Il n'empêche que le Sultan n'a guère les moyens de s'engager dans un conflit asymétrique (les forces conventionnelles turques se sont révélées aussi fragiles que les forces syriennes au début du conflit face aux attaques kamikazes...et l l'ASL ne vaut pas le Hezbolah). La preuve en est la très longue et difficile conquête d' Al Bab . A comparer avec la reprise d'Alep.
Vous ne tenez pas compte des conditions actuelles: croyez-vous que la purge affectant l'armée turque ne l'a pas affaibli? Que le massacre de ses soldats ne joue pas également sur mon moral? Que la situation intérieure ne rend insupportable pas un aventurisme à l'extérieur? Qu’un nouveau coup d’État ne peut être exclu?

Alaric 25/02/2017 16:40

Les turcs ont certes perdu plusieurs dizaines d'hommes depuis le début de l'invasion, mais on parle d'une armée de centaines de milliers d"hommes (2eme armée de l'otan en effectifs ) qui se sert habilement des islamistes locaux comme chair à canon . Je ne pense pas qu'Erdogan soit très concerné par des pertes aussi faibles, et d'autre part il contrôle les journaux . A voir donc , si l'opinion pourra avoir une influence dans un pays déjà quasi dictatorial

Observatus geopoliticus 25/02/2017 00:52

@ Jef
Je dirais plus : au vu des piètres résultats de l'armée turque et de ses affidés dans le nord syrien, il vaut effectivement mieux que le sultan en reste là...

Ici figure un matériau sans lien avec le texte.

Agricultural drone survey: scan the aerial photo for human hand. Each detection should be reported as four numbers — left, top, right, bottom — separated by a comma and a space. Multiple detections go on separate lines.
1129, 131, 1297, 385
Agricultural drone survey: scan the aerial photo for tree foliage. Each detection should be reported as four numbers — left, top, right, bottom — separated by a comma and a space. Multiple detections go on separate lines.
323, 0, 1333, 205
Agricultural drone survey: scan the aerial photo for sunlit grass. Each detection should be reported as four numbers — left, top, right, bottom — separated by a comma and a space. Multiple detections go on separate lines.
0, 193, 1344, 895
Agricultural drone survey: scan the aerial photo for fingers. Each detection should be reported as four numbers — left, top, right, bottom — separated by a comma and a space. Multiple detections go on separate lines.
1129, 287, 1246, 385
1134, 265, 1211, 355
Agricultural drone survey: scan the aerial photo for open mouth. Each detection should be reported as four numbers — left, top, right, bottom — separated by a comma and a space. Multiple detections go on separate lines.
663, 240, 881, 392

Hamilcar Barca 24/02/2017 23:29

Merci cher Observatus Geopoliticus de nous dérouler un fil d'Ariane dans ce labyrinthe gépoliticomilitaire qu'est le Syrak.
Et même avec des cartes commentées, c'est parfois difficile à suivre :-)

Par ailleurs, j'ai bien aimé le pseudo de cet analyste auteur d'une des cartes: "Peto lucem" (Je me dirige vers la lumière).